Cherie Howie

Cherie Howie is a reporter for the Herald on Sunday.

Night out with the boys saved man from Kaimai crash

Beth Okeby, 87, kept her husband's cancelled air ticket. Photo / Abby Dance
Beth Okeby, 87, kept her husband's cancelled air ticket. Photo / Abby Dance

A 50-year-old tall tale about how a table saved a man from death in the worst air disaster on New Zealand soil has been quashed by his widow.

Roger Okeby was the National Airways Corporation Tauranga branch manager when he cancelled his seat on a flight home from Auckland.

The decision saved his life when the National Airways Corporation DC-3 he was meant to be on crashed in the Kaimai Ranges, killing all 23 passengers and crew. It is the 50th anniversary of the crash on Wednesday.

Okeby told media at the time he cancelled his ticket because he wanted to buy a table.

Okeby died in the late 1980s aged 66, but his 87-year-old widow Beth told the Herald on Sunday this week that there was no table.

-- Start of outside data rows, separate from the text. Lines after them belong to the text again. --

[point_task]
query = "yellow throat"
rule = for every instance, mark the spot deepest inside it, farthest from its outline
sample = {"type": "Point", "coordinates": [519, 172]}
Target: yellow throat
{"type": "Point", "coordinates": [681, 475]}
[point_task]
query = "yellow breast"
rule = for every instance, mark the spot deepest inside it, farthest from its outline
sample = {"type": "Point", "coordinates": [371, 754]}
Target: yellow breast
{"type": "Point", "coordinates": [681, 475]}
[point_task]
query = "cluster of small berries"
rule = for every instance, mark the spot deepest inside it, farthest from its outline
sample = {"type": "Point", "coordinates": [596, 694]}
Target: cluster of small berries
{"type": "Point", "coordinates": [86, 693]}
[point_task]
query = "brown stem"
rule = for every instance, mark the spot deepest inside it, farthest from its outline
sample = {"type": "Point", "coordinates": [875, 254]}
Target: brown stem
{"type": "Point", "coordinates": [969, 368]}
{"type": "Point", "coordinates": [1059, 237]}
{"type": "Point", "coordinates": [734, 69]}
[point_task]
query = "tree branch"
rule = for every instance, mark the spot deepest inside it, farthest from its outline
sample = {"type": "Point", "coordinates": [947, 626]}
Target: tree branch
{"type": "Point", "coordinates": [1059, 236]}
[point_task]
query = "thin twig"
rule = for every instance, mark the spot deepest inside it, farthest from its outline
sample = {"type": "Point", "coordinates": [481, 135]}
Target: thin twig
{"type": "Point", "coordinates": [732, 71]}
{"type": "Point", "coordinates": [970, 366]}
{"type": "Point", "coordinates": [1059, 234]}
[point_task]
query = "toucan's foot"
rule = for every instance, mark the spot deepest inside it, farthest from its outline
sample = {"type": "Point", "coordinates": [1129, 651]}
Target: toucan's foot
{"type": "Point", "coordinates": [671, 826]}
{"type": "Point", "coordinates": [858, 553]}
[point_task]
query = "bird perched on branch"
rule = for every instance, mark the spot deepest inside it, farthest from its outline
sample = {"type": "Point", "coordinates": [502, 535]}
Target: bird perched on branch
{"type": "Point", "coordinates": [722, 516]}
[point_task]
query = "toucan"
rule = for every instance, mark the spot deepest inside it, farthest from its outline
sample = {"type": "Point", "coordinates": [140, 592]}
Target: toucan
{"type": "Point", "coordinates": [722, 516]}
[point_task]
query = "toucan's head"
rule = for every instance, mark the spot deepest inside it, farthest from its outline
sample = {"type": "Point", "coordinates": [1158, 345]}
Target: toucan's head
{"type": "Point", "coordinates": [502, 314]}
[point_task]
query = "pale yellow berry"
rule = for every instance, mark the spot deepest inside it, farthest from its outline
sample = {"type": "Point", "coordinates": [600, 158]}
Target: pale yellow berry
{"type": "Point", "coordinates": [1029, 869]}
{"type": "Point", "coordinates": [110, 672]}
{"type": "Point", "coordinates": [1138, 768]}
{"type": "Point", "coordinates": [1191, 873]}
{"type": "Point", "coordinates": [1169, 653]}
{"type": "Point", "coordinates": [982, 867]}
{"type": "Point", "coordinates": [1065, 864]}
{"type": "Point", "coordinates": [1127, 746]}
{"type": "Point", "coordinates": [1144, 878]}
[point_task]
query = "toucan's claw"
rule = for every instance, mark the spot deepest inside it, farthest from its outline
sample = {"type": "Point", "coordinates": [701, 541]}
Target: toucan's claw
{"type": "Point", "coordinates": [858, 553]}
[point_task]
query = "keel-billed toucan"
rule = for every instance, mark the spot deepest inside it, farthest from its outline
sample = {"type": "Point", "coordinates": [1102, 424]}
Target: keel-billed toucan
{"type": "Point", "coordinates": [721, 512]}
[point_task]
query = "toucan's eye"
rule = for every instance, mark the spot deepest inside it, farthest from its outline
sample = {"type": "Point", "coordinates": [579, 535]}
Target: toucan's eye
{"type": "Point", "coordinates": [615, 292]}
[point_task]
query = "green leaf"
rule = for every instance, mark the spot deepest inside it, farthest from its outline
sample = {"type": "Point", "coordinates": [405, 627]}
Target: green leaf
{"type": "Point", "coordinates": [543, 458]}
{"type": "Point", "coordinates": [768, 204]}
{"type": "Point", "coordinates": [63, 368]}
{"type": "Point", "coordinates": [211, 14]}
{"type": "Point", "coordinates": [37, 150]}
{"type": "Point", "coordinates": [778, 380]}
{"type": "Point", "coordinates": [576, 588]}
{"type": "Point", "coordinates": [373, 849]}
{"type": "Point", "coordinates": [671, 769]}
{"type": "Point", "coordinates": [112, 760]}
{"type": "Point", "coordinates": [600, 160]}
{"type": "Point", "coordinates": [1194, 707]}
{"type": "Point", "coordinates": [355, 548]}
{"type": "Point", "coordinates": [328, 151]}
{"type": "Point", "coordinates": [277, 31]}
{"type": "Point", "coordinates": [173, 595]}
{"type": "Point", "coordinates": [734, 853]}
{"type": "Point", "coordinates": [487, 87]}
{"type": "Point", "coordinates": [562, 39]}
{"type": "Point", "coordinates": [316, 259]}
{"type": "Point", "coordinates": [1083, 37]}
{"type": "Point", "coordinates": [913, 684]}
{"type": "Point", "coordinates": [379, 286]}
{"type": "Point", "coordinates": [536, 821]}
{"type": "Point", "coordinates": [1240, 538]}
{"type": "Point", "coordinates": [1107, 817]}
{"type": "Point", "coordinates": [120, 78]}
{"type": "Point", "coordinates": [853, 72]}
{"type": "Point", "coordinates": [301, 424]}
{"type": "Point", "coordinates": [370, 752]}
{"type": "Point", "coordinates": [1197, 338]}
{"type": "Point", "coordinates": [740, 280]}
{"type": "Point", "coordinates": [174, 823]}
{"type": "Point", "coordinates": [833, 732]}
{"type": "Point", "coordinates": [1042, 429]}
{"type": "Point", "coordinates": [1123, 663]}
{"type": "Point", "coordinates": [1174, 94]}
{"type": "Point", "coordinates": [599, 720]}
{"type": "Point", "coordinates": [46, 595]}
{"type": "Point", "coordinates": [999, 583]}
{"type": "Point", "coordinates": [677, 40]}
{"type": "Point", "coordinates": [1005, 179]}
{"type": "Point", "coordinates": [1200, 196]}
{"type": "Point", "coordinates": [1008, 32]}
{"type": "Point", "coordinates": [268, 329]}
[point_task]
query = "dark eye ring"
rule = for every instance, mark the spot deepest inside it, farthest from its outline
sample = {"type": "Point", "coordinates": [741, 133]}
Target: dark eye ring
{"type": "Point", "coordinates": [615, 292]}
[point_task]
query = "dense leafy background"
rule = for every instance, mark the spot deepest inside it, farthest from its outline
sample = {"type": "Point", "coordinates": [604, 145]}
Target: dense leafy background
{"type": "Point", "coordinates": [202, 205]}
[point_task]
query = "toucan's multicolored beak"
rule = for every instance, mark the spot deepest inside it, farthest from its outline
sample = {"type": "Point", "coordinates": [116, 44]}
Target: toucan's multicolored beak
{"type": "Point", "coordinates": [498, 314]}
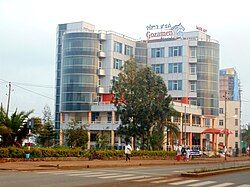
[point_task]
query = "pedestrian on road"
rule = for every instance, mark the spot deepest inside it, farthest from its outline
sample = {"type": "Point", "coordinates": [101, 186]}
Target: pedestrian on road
{"type": "Point", "coordinates": [178, 156]}
{"type": "Point", "coordinates": [128, 150]}
{"type": "Point", "coordinates": [187, 154]}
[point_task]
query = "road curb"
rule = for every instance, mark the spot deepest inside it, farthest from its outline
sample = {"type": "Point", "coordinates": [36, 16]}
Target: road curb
{"type": "Point", "coordinates": [215, 172]}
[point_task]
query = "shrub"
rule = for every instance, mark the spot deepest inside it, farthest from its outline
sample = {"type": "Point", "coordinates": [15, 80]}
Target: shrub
{"type": "Point", "coordinates": [4, 152]}
{"type": "Point", "coordinates": [15, 152]}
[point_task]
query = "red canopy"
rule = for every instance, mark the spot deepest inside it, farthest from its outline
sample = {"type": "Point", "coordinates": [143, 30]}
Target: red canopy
{"type": "Point", "coordinates": [225, 131]}
{"type": "Point", "coordinates": [211, 131]}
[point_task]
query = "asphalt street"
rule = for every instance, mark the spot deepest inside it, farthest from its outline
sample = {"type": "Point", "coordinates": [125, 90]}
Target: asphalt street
{"type": "Point", "coordinates": [130, 176]}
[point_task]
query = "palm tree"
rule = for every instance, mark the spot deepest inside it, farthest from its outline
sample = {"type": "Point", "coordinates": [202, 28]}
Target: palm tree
{"type": "Point", "coordinates": [246, 137]}
{"type": "Point", "coordinates": [13, 129]}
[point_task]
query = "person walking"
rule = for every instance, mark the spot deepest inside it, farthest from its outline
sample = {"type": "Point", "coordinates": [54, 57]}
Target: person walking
{"type": "Point", "coordinates": [128, 150]}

What really saved her husband was a late night out with colleagues, who were in Auckland for a conference.

"NAC used to be called the family airline. They all knew each other very well from being in the air force together during the war.

"It was always a very jovial affair and they were up very late.

"He told me he had to be at the airport at 7.30am and he thought in the morning, 'Actually, why do I have to be up so early?'

"So he cancelled and was saved."

Her husband discovered the plane was missing when he emerged from his hotel room later in the morning to shocked expressions on the faces of his work colleagues.

"They thought he was on the plane. They thought he was a ghost and they said, 'Are you really there'?"

She was told her husband was safe before she knew the plane was missing, an action she was thankful to be able to repeat for the couple's three teenage children.

"They heard about it the right way around."

The weeks following the crash were busy as her husband helped the families of those killed, she said.

He never reflected on his close call.

"It never upset him.

"He'd been in Bomber Command in World War II and had a lot of experience with planes crashing and people being killed."